F – Factual (objective, observable data)
A – Accurate (correct spelling, proper terminology)
C – Complete (all relevant information included)
T – Timely (documented promptly after occurrence)
Legal Considerations and Risk Management
High-Risk Documentation Areas
Common Liability Issues:
- • Failure to recognize compartment syndrome
- • Delayed identification of neurovascular compromise
- • Inadequate pain management documentation
- • Missing or incomplete neurovascular assessments
- • Failure to follow up on abnormal findings
- • Inadequate patient education documentation
Protective Documentation Practices:
- • Document exact time of assessments
- • Use specific, measurable terms
- • Record patient’s exact words for complaints
- • Document all attempts to contact physicians
- • Note patient compliance and non-compliance
- • Keep contemporaneous records
Documentation Errors to Avoid
Never Do:
- Use correction fluid or erasers
- Leave blank spaces in documentation
- Use vague terms like “normal” or “fine”

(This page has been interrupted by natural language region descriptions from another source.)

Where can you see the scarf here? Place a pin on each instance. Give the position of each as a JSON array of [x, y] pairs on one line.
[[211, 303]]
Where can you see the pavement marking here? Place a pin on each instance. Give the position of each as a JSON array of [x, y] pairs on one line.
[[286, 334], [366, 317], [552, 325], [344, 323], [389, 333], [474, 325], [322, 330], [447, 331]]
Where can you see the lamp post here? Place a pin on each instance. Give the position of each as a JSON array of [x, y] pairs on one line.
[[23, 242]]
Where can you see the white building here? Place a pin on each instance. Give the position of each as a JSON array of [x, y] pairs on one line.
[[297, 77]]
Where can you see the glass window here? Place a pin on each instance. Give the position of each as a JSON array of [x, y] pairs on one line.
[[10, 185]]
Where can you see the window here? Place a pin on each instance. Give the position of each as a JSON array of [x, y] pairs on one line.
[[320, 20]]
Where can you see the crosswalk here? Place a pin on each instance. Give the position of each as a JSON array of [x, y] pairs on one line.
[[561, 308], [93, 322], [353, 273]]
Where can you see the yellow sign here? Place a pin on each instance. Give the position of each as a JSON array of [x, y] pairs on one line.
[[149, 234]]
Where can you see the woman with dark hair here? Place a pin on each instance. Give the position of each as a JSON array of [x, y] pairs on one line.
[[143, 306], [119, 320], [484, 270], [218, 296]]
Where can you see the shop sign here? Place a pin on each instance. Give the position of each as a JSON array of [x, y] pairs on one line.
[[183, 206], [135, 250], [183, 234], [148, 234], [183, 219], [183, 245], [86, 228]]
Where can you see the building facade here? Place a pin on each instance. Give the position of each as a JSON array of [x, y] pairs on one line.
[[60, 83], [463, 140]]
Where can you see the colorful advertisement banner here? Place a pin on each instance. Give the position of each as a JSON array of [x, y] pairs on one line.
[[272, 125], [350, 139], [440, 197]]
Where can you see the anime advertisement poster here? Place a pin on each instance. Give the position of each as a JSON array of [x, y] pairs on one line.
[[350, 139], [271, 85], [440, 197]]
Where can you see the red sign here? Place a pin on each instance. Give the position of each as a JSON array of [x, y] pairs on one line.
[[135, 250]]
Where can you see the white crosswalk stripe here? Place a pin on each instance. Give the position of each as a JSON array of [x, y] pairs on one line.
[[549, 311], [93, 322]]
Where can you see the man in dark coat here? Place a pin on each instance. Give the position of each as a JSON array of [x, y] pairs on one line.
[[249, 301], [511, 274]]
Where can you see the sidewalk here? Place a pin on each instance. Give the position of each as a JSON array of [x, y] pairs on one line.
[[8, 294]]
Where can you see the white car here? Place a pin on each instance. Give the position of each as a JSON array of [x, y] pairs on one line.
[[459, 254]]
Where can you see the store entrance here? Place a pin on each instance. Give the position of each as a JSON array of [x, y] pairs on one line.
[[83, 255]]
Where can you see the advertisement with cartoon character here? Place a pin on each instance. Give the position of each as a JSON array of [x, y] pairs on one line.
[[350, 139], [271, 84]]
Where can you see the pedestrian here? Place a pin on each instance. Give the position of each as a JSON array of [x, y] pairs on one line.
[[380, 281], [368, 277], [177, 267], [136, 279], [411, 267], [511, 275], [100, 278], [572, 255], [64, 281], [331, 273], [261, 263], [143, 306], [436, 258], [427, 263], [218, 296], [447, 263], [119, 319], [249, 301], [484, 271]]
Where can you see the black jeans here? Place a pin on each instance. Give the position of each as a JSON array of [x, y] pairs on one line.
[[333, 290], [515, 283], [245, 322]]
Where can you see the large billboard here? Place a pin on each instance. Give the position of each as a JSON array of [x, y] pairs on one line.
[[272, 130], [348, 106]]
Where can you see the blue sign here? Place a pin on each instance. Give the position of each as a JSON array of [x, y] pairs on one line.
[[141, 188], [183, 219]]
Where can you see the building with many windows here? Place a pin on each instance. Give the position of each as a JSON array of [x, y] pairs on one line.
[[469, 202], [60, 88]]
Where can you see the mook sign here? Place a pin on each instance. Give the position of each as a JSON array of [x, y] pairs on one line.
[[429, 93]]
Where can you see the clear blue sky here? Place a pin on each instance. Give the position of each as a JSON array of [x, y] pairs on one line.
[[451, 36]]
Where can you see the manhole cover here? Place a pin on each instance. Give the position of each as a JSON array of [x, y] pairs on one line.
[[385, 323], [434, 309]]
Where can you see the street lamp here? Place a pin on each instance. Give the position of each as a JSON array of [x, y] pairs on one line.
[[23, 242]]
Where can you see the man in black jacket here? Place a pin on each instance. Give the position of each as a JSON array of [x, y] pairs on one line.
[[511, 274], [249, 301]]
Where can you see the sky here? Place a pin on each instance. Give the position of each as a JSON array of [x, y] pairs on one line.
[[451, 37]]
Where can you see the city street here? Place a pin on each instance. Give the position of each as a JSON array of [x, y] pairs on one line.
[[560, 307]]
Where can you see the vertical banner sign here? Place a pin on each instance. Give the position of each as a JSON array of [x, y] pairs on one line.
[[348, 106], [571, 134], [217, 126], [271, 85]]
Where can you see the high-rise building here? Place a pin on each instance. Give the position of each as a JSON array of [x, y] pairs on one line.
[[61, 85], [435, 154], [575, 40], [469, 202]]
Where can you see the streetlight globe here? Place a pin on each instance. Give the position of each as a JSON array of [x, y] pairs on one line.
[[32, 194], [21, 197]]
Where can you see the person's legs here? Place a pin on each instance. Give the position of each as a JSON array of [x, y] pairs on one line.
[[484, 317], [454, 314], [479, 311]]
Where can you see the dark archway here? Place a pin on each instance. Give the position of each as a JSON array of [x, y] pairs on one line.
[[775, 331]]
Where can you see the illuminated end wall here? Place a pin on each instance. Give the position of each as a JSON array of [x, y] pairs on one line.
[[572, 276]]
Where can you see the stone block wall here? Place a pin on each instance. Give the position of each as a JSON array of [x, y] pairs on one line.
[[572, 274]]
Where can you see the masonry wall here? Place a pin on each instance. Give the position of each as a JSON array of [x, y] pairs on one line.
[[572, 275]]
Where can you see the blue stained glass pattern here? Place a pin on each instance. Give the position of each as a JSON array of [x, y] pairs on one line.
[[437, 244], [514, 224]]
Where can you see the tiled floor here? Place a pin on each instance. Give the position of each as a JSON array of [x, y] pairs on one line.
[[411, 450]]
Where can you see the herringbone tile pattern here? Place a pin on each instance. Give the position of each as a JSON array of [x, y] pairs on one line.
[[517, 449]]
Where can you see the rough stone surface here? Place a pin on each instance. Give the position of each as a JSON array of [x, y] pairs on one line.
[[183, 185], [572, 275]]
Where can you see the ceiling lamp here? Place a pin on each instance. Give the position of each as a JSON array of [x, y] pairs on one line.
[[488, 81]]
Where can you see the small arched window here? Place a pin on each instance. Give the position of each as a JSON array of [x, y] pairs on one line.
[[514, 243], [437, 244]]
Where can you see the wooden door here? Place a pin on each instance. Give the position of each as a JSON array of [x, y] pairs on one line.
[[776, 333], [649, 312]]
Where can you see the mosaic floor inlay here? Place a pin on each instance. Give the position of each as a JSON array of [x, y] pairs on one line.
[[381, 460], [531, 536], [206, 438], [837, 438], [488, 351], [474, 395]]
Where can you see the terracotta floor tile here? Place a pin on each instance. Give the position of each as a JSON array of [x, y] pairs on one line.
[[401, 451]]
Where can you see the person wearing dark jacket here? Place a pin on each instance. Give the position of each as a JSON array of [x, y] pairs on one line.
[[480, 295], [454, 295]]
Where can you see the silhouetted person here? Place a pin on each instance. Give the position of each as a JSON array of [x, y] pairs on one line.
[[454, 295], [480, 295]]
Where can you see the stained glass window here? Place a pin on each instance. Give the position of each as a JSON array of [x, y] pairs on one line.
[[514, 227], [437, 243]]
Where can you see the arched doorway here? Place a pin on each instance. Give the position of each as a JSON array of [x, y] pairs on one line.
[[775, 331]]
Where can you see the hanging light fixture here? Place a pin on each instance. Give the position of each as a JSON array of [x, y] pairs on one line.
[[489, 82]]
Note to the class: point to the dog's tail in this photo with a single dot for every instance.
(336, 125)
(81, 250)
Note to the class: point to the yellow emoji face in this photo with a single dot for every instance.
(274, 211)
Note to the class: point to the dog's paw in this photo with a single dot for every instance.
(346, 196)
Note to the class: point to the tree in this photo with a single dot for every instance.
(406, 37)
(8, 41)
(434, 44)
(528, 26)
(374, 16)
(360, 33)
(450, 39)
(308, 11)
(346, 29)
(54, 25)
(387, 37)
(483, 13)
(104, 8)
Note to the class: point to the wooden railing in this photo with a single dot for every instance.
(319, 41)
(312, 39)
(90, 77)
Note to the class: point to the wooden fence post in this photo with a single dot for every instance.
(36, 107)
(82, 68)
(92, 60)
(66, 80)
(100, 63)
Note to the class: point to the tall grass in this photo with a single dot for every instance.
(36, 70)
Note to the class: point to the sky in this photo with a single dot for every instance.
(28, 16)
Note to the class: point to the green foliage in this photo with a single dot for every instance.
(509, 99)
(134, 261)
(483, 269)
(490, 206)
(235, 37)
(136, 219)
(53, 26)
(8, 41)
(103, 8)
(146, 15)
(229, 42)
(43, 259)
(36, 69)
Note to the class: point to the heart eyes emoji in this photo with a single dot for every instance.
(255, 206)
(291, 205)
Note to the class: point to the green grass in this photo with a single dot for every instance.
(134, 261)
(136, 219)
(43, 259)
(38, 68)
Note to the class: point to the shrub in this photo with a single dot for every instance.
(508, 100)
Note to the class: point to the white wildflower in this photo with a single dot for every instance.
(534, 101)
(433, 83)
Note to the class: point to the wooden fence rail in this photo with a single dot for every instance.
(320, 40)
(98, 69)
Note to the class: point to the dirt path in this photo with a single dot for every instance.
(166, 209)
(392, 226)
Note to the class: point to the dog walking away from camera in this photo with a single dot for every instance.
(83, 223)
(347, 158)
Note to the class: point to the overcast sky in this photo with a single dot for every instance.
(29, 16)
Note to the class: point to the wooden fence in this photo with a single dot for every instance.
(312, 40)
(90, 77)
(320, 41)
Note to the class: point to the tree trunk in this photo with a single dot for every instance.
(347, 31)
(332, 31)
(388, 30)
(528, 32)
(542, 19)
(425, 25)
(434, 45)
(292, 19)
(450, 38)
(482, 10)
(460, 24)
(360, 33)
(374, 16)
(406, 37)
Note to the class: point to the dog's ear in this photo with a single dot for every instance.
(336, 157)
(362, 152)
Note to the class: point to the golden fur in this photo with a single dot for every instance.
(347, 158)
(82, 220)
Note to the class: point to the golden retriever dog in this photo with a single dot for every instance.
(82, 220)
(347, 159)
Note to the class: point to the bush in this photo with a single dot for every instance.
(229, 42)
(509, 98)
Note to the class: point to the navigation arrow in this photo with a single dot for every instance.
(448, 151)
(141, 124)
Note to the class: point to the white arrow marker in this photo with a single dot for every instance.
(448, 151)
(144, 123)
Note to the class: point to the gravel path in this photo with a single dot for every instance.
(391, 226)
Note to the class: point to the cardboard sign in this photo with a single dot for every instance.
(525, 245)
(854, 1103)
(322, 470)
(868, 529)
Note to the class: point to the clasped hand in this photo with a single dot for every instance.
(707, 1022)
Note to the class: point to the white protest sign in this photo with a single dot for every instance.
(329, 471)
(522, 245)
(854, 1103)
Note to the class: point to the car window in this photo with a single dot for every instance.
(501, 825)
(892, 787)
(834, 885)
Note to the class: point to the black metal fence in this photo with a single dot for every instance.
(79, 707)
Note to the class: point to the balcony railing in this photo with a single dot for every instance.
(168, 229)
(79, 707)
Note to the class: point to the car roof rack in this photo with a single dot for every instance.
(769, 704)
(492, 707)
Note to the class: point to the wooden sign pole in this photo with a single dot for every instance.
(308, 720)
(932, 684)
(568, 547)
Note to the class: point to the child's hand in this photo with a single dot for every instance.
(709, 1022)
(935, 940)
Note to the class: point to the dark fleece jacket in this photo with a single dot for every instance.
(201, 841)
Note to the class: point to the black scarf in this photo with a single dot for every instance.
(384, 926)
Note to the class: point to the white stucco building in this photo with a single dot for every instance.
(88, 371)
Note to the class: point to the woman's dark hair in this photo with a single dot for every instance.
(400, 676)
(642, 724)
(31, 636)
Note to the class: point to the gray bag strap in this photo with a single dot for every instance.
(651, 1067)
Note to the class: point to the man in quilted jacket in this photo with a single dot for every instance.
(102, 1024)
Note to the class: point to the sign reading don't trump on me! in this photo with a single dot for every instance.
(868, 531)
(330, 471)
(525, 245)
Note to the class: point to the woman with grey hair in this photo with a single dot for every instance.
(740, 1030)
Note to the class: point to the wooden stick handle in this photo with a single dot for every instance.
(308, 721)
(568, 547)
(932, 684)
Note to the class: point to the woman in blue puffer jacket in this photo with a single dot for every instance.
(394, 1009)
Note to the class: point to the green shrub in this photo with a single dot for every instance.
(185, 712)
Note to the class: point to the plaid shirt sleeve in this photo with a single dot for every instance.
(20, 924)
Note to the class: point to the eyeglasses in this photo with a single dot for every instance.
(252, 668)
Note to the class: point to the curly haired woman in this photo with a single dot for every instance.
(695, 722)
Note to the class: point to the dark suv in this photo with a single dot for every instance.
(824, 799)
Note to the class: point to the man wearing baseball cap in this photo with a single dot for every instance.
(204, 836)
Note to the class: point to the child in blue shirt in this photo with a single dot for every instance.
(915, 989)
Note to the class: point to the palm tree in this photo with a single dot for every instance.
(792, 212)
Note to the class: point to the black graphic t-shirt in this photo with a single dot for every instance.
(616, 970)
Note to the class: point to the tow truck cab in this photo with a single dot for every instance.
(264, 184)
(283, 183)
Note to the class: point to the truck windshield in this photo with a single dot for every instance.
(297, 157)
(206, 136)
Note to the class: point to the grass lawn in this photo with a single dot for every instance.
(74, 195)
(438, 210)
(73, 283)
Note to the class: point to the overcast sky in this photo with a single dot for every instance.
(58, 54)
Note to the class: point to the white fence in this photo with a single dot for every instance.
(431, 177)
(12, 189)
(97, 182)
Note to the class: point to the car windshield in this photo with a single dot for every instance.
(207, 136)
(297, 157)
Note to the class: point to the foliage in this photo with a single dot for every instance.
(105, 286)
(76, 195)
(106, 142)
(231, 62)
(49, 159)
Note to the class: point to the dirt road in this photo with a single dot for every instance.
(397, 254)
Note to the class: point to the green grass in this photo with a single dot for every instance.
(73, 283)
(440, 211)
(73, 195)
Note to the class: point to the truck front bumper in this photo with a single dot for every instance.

- Document care before providing it
- Use unapproved abbreviations
- Chart for others or allow others to chart for you
Always Do:
- Draw single line through errors, initial, and date
- Use complete sentences with proper grammar
- Be specific with measurements and descriptions
- Document contemporaneously when possible
- Use approved medical terminology
- Sign and date all entries
Quality Improvement Through Documentation
Using Documentation for Quality Metrics
Patient Safety Indicators:
- • Time to pain assessment
- • Frequency of neurovascular checks
- • Complication recognition time
- • Fall prevention measures
- • Infection control practices
Clinical Outcomes:
- • Length of stay
- • Readmission rates
- • Patient satisfaction scores
- • Functional outcomes
- • Complication rates
Process Measures:
- • Time to first assessment
- • Education completion rates
- • Discharge planning timeliness
- • Medication administration accuracy
- • Care plan adherence
Best Practices for Electronic Documentation
System Security:
- • Never share passwords or login credentials
- • Log out when leaving computer unattended
- • Use secure networks for remote access
- • Report system malfunctions immediately
- • Maintain confidentiality at all times
Efficiency Tips:
- • Use templates and flowsheets appropriately
- • Customize documentation to patient needs
- • Document in real-time when possible
- • Review entries for accuracy before finalizing
- • Stay current with system updates and training
10. Summary and Key Takeaways
The management of fractures, dislocations, and muscle injuries requires a systematic approach combining immediate first aid interventions, comprehensive nursing assessment, and ongoing monitoring for complications. Success in orthopedic injury care depends on early recognition, appropriate interventions, interdisciplinary collaboration, and thorough documentation. This knowledge forms the foundation for safe, effective nursing practice in emergency and orthopedic settings.